The expression on Tode's face was demoniacal. He snatched up the deadly tube that contained the violet fire and turned it upon Jim. Again Jim felt that repulsive force pushing him back. He gasped for breath, and tensed his whole body in supreme resistance, while he tried to grapple with Tode in vain.

But suddenly Tode dropped the tube, and a roar of laughter broke from his lips.

"You fool!" he shouted. "I tell you I am a god, the one god, supreme above all. Do you think to match your puny will against my own? I tell you Lucille is mine. And for ever, Dent. Whenever we two have reached old age, all that will be necessary for us to do will be to turn this screw a hair's breadth back into the past, and we are both young again. By holding this vessel steady in four-dimensional space, I can achieve immortality."

"Yes, Tode," answered Jim, "but, you see, that's the one thing that you haven't been able to work out yet."
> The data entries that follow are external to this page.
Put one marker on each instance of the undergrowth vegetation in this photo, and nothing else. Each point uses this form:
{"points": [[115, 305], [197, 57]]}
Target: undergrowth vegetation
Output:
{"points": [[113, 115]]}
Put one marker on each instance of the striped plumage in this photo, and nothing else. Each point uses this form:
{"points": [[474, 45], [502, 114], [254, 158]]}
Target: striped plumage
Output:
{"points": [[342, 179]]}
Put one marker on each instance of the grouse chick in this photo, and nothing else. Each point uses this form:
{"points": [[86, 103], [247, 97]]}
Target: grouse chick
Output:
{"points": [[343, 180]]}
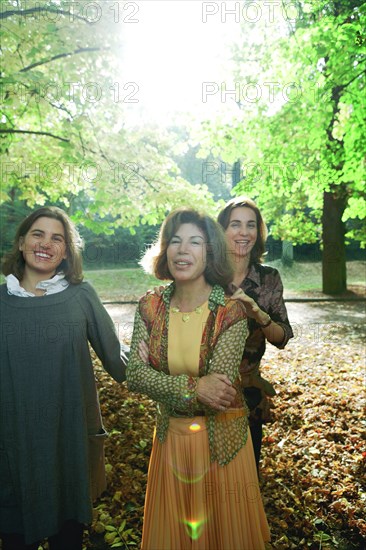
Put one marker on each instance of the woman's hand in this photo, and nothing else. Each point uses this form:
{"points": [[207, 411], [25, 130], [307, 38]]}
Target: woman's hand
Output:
{"points": [[144, 352], [251, 307], [216, 391], [159, 290]]}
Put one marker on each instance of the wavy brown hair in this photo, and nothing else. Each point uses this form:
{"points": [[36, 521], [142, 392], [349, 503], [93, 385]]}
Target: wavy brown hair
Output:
{"points": [[258, 250], [218, 270], [13, 262]]}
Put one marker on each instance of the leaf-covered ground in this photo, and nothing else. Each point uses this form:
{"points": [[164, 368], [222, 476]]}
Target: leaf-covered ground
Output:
{"points": [[314, 454]]}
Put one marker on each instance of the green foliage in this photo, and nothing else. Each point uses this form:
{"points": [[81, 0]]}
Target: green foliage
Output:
{"points": [[304, 135], [63, 120]]}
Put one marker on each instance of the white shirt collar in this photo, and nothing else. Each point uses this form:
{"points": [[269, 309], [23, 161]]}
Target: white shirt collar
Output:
{"points": [[58, 283]]}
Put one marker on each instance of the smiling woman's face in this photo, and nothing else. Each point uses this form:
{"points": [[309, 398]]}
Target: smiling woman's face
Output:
{"points": [[242, 231], [186, 253], [44, 247]]}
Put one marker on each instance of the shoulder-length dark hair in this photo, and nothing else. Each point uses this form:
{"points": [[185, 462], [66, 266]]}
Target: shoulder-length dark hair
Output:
{"points": [[258, 250], [14, 263], [218, 270]]}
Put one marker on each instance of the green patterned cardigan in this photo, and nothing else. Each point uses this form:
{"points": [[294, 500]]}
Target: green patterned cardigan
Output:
{"points": [[221, 351]]}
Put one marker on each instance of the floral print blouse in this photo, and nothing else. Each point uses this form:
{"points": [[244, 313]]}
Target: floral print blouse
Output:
{"points": [[221, 351], [263, 284]]}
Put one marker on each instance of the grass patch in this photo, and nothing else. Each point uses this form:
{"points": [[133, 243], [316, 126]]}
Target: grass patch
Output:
{"points": [[118, 284]]}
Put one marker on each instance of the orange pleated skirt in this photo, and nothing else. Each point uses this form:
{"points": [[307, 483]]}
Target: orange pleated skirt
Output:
{"points": [[193, 504]]}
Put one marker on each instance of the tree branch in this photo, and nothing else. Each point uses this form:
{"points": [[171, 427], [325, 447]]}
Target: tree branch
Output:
{"points": [[11, 131], [60, 55]]}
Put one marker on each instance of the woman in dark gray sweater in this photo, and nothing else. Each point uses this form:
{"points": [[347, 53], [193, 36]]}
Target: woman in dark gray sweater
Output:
{"points": [[51, 431]]}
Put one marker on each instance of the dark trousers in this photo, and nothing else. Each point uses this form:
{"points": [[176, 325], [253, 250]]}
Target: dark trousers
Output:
{"points": [[69, 538]]}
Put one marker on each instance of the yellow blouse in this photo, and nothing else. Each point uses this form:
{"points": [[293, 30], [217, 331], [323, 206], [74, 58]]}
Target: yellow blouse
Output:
{"points": [[184, 339]]}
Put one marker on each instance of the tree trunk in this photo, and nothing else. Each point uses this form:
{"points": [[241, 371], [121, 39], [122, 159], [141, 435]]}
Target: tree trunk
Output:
{"points": [[334, 251]]}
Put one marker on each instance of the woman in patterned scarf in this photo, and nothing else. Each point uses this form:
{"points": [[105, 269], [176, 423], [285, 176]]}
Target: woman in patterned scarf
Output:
{"points": [[260, 288], [202, 484]]}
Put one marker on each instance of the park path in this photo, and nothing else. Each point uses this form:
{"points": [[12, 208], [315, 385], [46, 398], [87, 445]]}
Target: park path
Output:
{"points": [[305, 317]]}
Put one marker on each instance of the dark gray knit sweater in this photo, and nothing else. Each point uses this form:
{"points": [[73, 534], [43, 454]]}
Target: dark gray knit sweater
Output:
{"points": [[51, 433]]}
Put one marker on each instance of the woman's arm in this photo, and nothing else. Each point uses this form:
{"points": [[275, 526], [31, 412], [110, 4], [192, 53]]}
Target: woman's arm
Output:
{"points": [[274, 322], [102, 335], [228, 352]]}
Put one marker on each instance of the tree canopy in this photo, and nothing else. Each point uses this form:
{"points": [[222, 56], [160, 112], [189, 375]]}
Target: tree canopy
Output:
{"points": [[65, 138], [299, 132]]}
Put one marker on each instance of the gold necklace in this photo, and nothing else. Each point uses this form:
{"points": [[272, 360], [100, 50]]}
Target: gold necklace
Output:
{"points": [[185, 314]]}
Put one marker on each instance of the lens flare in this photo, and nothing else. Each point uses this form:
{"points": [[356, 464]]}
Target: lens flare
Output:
{"points": [[195, 427], [194, 528]]}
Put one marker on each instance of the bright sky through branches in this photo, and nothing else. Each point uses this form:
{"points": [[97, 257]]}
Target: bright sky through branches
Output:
{"points": [[170, 53]]}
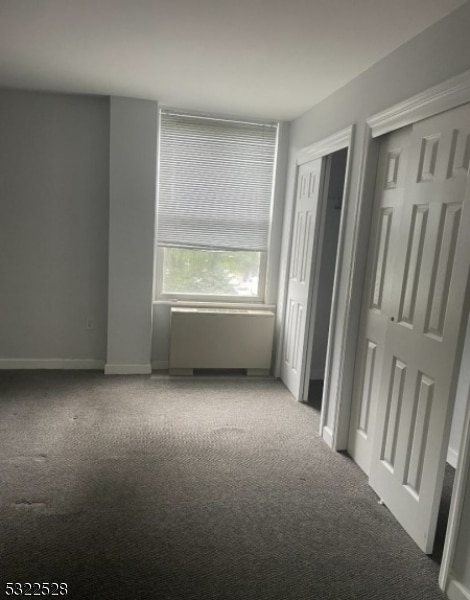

The words seemed to come automatically from Jim's lips. It was only after he had spoken them that he realized they were true. For a moment Tode glared at him; then suddenly, with a shriek of insane rage, he leaped from the instrument board and swung the ray tube with all his might.

Jim felt the blow descend with stunning force upon his head. He reeled, flung out his arms, and toppled forward, unconscious....

CHAPTER IV

Escape

n intolerably bright light that seemed to sear his eyeballs was the first thing of which Jim was conscious. Then he became aware of his aching head, of a sense of utter lassitude, as if he had been bruised all over in some machine that had caught him up and held him in its grip for endless aeons.